After almost a decade of terror fears and economic woes, Tel Aviv is quietly emerging as the Mediterranean's most unlikely capital of cool. Awash in foreign investment (and foreign travelers), the city's culinary, cultural and clubbing scenes are all reaching world-class status only without the high-end prices. Add in nearly 6 miles (10 km) of city-center beaches, year-round sunshine and easy access to Israel's popular religious sites, and the Holy Land has never been more happening.
Nowhere better exemplifies Tel Aviv's new groove than the city's oldest quarter, Neve Tzedek, which was founded more than a century ago a full two decades before Tel Aviv itself. This maze of Ottoman-era villas and artists' studios is now home to the city's first true boutique hotel, the five-room, terracotta-tiled Nina Cafe Suites, which opened last summer.
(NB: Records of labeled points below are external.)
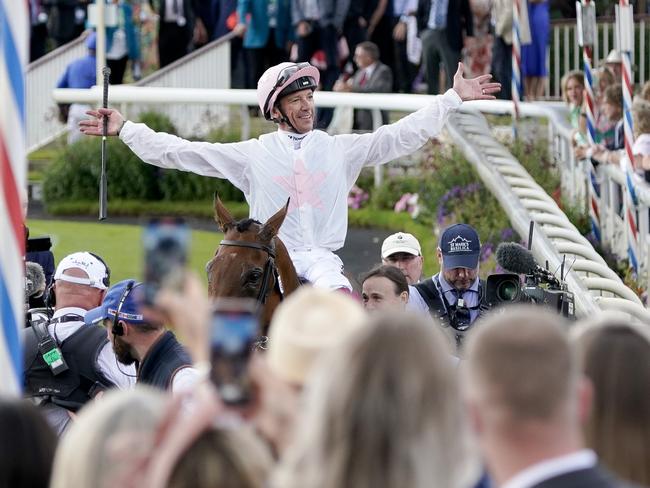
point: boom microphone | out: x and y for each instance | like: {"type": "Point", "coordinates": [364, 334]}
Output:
{"type": "Point", "coordinates": [34, 280]}
{"type": "Point", "coordinates": [517, 259]}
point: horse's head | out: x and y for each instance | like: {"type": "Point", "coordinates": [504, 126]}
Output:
{"type": "Point", "coordinates": [245, 262]}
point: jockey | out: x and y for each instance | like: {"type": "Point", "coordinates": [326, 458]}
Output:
{"type": "Point", "coordinates": [315, 170]}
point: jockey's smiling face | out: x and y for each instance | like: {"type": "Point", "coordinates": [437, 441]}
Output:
{"type": "Point", "coordinates": [298, 109]}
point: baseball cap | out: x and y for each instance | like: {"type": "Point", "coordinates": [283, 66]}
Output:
{"type": "Point", "coordinates": [98, 273]}
{"type": "Point", "coordinates": [400, 242]}
{"type": "Point", "coordinates": [130, 309]}
{"type": "Point", "coordinates": [460, 246]}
Only steps away are the chic yet casual shops lining Neve Tzedek's central corridor, Shabazi Street, and cutting-edge restaurants like newcomer Catit, where Cordon Bleu-trained Meir Adoni cooks up such mod-Mediterranean delights as goose-thigh confit with plum-and-herb risotto and a rich coffee-and-chocolate sauce in a building that once housed Tel Aviv's first hotel.
The shopping continues further north in the Gan HaHashmal, Tel Aviv's grungy-glamorous neighborhood of the moment, where trendy boutiques are clustered around the city's former red-light district close to Israel's first power station. Duck into shops such as Kisim for chic leather goods, Shani Bar tel: (972-3) 560 5981 for sexy shoes, and newcomer Shine tel: (972-3) 560 1658 for industrial-sleek womenswear from Israel and Europe. Escape from the Levantine heat is a short stroll away at Gavriel, a sunlit split-level cafe and country store in the heart of Tel Aviv's historic White City.
A UNESCO World Heritage Site, the White City takes its name from Tel Aviv's vast trove of Bauhaus architecture, whose functional, boxy aesthetic arrived in the Middle East along with Jewish refugees from 1930s Europe. Today, meticulously renovated Bauhaus gems line major thoroughfares such as posh Rothschild Boulevard with its rapidly-rising I.M. Pei office tower and quaint Ahad Ha'am Street. If you like what you see, book a formal tour from the Bauhaus Center www.bauhaus-center.com or follow the crowd of mostly European early adopters and snap up one of your own Bauhaus beauties from bespoke real estate developer White City Buildings tel: (972-3) 566 8001.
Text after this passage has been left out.